Since then, the boy has been in 31 different placements, while the girl has been in about 20. As a Guardian ad Litem volunteer, Hoagland has been the one constant in their lives for all that time.

“For five years now, a little over five years, I’m the only one they see every month, year in and year out,” he said.

He and his wife have brought the kids out to their house for holidays, and always take them out for birthdays and give them gifts. They consider the two their third and fourth grandchildren.

Recently in court, the boy wanted to talk with the judge but couldn’t find the courage to say anything. The bailiff came out into the hallway and called for his “guardian angel.”

“Everybody started laughing,” Hoagland said. “‘Guardian angel?’ (The bailiff) said, ‘Yeah, that’s what he calls you.’”

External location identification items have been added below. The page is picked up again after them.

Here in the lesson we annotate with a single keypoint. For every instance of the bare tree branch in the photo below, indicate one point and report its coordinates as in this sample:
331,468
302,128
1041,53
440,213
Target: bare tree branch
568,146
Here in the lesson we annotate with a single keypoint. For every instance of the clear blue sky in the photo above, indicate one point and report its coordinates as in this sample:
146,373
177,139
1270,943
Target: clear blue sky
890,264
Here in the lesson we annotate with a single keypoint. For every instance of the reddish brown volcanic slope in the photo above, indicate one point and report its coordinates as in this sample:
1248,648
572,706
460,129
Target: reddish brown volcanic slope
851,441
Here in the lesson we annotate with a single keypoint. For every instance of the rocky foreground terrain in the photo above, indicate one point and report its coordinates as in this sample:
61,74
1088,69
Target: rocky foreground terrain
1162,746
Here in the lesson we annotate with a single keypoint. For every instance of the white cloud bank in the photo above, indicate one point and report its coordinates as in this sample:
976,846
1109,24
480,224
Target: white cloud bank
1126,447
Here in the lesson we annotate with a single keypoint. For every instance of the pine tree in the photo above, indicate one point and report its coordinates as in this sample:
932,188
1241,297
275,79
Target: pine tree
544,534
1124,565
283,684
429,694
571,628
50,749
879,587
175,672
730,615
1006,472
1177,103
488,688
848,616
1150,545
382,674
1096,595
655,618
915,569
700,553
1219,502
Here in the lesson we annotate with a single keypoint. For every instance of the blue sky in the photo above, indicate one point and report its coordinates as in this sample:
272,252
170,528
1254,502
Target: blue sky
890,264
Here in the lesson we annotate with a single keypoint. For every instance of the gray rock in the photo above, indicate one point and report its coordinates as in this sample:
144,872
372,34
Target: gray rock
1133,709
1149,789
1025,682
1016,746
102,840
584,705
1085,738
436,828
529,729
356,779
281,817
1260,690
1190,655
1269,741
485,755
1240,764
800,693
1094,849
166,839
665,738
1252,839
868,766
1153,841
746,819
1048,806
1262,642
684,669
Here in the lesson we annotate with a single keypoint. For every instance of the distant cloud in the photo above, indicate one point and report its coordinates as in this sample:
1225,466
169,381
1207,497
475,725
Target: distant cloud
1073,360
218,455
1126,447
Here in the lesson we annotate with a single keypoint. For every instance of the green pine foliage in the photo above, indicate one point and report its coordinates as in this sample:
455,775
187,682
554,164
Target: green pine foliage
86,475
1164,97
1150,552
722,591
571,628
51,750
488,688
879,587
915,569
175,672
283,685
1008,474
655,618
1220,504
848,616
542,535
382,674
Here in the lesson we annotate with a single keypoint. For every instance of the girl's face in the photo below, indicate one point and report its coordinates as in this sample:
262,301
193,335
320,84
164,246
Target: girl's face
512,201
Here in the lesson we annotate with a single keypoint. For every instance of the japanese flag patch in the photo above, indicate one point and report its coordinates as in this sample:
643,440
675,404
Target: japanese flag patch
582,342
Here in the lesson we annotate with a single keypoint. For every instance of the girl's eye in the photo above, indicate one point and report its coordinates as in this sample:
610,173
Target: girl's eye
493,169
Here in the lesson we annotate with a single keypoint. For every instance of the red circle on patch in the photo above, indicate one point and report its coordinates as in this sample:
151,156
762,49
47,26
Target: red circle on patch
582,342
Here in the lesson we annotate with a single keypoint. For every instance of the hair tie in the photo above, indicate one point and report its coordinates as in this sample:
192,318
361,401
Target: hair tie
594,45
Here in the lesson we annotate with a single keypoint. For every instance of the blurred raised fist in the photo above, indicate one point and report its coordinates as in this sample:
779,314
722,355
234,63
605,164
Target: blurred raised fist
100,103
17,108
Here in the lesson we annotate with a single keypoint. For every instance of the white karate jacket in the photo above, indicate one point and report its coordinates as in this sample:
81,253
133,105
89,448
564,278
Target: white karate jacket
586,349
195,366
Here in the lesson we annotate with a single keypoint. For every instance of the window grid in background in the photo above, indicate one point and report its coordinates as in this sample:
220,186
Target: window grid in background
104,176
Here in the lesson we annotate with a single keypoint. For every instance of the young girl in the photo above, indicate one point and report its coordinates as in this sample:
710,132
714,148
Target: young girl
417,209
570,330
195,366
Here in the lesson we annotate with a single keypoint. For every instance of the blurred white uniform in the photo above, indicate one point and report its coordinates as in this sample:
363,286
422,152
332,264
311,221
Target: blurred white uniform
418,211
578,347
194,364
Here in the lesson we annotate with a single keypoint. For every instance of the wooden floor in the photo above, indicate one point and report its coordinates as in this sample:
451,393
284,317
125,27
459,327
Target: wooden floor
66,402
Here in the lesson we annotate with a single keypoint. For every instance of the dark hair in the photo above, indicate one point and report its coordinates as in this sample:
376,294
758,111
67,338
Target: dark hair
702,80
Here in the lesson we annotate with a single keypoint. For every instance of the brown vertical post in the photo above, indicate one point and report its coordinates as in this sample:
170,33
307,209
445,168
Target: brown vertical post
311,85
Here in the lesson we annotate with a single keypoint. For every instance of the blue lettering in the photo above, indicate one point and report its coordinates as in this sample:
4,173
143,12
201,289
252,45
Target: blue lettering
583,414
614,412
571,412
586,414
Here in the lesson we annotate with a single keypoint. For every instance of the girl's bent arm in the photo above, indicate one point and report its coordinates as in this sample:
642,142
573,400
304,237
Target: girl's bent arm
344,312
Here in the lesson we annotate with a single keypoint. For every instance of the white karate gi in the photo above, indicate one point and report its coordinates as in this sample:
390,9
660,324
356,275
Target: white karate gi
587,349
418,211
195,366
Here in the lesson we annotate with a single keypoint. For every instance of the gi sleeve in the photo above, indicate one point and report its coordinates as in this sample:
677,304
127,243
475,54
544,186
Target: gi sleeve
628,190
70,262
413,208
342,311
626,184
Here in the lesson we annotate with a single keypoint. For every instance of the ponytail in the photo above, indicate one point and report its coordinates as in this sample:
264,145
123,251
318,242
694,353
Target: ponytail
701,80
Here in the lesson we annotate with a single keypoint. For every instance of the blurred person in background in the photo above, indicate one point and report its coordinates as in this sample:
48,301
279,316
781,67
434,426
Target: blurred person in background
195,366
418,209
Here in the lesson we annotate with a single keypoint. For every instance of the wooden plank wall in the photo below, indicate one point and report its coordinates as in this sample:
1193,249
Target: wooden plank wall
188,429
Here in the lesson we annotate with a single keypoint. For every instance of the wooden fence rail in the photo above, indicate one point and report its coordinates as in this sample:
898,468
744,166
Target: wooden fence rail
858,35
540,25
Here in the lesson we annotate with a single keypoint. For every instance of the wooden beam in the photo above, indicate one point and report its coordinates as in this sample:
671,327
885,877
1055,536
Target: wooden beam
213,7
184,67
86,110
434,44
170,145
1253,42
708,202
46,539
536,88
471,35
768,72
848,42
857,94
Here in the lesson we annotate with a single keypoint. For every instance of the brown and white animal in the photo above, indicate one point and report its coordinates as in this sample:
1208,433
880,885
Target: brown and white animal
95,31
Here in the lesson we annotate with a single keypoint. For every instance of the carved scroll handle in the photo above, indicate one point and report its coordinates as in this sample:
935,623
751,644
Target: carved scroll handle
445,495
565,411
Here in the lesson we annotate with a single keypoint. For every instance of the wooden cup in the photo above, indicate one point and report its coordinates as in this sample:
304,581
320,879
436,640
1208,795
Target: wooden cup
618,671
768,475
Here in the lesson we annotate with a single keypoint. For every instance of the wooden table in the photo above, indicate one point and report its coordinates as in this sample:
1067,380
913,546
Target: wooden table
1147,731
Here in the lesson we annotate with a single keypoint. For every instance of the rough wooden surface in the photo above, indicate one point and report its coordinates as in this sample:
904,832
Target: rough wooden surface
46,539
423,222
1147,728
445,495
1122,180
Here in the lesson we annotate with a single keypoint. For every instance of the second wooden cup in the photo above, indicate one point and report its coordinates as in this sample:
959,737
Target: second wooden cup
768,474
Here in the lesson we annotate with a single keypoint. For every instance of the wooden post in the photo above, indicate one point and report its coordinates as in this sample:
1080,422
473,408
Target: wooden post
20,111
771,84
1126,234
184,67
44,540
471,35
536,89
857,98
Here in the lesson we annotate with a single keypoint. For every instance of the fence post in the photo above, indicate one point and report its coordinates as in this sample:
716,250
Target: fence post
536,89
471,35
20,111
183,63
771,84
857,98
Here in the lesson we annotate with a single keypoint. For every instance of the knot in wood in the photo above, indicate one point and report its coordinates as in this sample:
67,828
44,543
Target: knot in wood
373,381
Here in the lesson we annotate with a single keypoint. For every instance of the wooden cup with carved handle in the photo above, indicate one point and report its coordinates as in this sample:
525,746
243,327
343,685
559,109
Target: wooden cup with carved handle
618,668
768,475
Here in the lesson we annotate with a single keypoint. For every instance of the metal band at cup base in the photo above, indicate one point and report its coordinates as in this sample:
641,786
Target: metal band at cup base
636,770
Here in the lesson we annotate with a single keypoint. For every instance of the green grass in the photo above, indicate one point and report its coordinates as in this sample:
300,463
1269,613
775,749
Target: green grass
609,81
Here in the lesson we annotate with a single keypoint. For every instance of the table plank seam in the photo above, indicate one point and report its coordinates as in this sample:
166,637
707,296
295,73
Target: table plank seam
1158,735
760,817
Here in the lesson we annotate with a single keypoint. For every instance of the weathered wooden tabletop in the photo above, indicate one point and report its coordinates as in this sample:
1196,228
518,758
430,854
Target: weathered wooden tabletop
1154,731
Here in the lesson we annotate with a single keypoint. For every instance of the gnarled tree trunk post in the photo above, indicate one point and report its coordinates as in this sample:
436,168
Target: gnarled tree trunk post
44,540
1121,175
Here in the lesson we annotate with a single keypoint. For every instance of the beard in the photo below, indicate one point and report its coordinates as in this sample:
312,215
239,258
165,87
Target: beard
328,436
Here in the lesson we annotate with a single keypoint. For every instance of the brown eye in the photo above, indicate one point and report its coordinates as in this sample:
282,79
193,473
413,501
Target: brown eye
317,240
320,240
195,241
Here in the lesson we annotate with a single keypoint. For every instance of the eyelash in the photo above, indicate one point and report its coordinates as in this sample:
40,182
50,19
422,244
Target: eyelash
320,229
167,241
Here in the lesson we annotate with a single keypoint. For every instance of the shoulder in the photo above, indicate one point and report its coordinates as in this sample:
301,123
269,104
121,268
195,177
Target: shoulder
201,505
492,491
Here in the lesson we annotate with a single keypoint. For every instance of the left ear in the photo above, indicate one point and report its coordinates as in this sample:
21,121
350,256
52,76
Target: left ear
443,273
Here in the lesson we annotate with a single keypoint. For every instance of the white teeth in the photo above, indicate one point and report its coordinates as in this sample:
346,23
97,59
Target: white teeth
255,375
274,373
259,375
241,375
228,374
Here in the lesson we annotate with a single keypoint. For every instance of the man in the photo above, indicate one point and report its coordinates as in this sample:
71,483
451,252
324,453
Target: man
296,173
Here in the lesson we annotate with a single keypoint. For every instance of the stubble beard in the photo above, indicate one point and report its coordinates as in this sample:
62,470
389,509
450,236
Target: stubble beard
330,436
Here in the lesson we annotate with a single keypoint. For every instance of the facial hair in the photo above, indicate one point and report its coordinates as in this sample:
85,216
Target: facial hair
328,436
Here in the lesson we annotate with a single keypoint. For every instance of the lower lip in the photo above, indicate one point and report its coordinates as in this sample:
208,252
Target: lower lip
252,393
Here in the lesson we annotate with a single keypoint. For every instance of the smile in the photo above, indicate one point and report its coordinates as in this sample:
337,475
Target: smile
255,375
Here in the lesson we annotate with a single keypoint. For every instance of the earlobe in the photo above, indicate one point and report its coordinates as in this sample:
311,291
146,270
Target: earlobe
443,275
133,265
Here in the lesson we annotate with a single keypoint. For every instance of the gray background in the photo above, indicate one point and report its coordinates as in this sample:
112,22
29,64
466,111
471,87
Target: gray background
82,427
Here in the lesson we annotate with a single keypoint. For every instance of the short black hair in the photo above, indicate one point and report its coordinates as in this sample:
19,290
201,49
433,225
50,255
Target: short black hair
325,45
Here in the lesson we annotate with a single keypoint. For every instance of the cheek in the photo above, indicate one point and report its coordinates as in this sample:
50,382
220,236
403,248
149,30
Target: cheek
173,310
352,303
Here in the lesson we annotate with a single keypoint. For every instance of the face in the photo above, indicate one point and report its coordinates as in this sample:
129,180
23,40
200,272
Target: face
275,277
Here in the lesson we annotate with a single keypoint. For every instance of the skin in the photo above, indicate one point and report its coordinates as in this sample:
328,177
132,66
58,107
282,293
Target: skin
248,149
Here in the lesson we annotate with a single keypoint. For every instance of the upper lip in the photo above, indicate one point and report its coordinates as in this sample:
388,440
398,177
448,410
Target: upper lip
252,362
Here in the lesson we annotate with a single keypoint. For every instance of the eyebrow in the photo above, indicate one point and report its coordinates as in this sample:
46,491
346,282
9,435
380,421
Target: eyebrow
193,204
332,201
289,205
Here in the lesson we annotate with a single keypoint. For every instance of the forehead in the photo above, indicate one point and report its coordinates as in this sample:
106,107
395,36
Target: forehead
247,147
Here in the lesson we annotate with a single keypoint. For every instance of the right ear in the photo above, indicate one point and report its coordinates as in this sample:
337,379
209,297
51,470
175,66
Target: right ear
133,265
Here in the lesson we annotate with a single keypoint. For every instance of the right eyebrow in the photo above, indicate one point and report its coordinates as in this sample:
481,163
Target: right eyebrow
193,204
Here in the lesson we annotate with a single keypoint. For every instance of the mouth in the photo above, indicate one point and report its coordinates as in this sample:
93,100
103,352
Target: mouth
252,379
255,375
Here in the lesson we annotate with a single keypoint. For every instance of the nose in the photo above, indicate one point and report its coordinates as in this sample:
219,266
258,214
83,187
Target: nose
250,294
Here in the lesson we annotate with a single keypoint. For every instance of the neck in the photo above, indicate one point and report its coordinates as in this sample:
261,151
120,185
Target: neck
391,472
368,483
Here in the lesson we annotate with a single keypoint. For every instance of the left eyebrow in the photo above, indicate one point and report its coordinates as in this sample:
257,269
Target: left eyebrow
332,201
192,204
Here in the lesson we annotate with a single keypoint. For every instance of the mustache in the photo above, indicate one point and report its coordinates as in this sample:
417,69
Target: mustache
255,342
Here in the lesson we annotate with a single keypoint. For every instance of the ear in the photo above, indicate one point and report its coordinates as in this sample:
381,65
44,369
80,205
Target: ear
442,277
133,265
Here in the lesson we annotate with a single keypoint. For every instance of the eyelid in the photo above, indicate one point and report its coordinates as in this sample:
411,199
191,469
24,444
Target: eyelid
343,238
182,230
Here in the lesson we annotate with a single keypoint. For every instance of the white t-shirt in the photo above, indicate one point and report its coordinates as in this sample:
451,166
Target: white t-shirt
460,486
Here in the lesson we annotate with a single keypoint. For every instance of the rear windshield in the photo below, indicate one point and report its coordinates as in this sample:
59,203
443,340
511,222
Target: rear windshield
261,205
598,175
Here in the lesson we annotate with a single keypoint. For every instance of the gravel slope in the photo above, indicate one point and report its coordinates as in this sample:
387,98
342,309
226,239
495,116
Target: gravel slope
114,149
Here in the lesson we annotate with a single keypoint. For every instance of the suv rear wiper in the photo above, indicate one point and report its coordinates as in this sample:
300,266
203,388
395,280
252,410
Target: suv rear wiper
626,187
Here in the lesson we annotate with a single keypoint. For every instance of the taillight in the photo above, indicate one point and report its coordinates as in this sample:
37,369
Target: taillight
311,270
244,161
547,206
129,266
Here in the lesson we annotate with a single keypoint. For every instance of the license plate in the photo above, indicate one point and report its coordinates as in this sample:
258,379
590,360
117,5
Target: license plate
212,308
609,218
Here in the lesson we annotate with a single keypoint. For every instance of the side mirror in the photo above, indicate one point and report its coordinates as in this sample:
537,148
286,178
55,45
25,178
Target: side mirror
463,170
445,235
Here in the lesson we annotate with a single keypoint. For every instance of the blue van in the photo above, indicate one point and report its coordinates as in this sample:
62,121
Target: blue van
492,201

But it hasn’t been easy seeing what the abuse and neglect has done to the kids. The boy was adopted last month, but he doesn’t understand why he can’t live with his sister. The two were separated any time they were placed together, because they couldn’t get along together. The girl doesn’t want to be adopted, insisting that she’s waiting for her mother to get out of prison so they can live together.

“She doesn’t, won’t understand that isn’t going to happen,” Hoagland said. “That’s really hard to deal with ... They’re good kids, and they didn’t do anything to deserve this.”

He would encourage anyone with interest to look into the program, stating it’s one of the best things he’s ever done with his life.

The best part is the interaction with the children, he said, “and thinking I’m giving them a little hope for the future. That everybody’s not bad and not going to take advantage of them, ignore them, abuse them. Somebody is on your side.”